Diminishing macro fluctuations, returning to industry trends, and being wary of micro volatility remain the core strategic ideas for the next phase.

It is recommended to focus more on the investment logic that returns to industry trends during the semi-annual report season from June to August, avoiding excessive reactions or trades based on macro information, while staying alert to micro style fluctuations. Specific allocation aspects:

1) In the A-shares, it is suggested to pay attention to the AI chain; the computing power supply chain (AI Servers, PCBs, ASIC chips, optical modules, Switches, computing power leasing, etc.) is worth focusing on; the application phase needs continuous tracking and observation, with clear trends in multimodal visual understanding applications. It is recommended to focus on ByteDance ecosystem companies and component and module companies that are growing alongside brand clients, with a focus on product categories such as AI glasses and AI toys.

2) The Hong Kong stocks have entered the bottom-up stock selection phase. Against the backdrop of geopolitical disruptions and sudden changes in environmental variables, Hong Kong stocks serve as a safe haven for global risk assets, and it is recommended to continue balancing the allocation between A-shares and Hong Kong stocks.

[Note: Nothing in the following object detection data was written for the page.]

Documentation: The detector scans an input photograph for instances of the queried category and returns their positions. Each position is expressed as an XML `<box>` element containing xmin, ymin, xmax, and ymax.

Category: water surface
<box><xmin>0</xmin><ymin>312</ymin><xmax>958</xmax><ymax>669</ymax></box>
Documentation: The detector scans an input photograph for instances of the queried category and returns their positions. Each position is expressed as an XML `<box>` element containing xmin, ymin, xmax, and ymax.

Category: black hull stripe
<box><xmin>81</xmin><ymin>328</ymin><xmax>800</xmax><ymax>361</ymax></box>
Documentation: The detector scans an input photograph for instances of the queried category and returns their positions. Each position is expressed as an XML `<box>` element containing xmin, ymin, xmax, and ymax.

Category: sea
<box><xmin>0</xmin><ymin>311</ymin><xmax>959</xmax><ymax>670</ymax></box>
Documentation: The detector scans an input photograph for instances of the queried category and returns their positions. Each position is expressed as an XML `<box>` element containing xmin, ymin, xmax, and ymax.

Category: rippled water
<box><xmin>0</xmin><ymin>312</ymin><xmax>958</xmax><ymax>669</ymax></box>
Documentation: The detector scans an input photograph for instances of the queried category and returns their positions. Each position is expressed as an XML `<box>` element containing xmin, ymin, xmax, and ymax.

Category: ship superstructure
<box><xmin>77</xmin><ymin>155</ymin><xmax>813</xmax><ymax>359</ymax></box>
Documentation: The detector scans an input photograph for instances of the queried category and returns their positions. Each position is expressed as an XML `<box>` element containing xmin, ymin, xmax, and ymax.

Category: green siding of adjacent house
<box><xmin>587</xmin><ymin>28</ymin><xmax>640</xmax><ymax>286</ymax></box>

3) It is suggested to start paying attention to policy signals again, as a further general decline in price signals may trigger a new round of policy enhancements, but patience is needed.

Risk Factors

The friction in technology, trade, and finance between China and the United States has intensified; the strength and effectiveness of domestic policies, or economic recovery may fall short of expectations; macro liquidity both domestically and internationally may tighten more than expected; conflicts in the Russia-Ukraine and Middle East regions may escalate further; the digestion of real estate inventory in China is not as expected; and the focus of Trump’s policies exceeds expectations.

Editor/rice

The translation is provided by third-party software.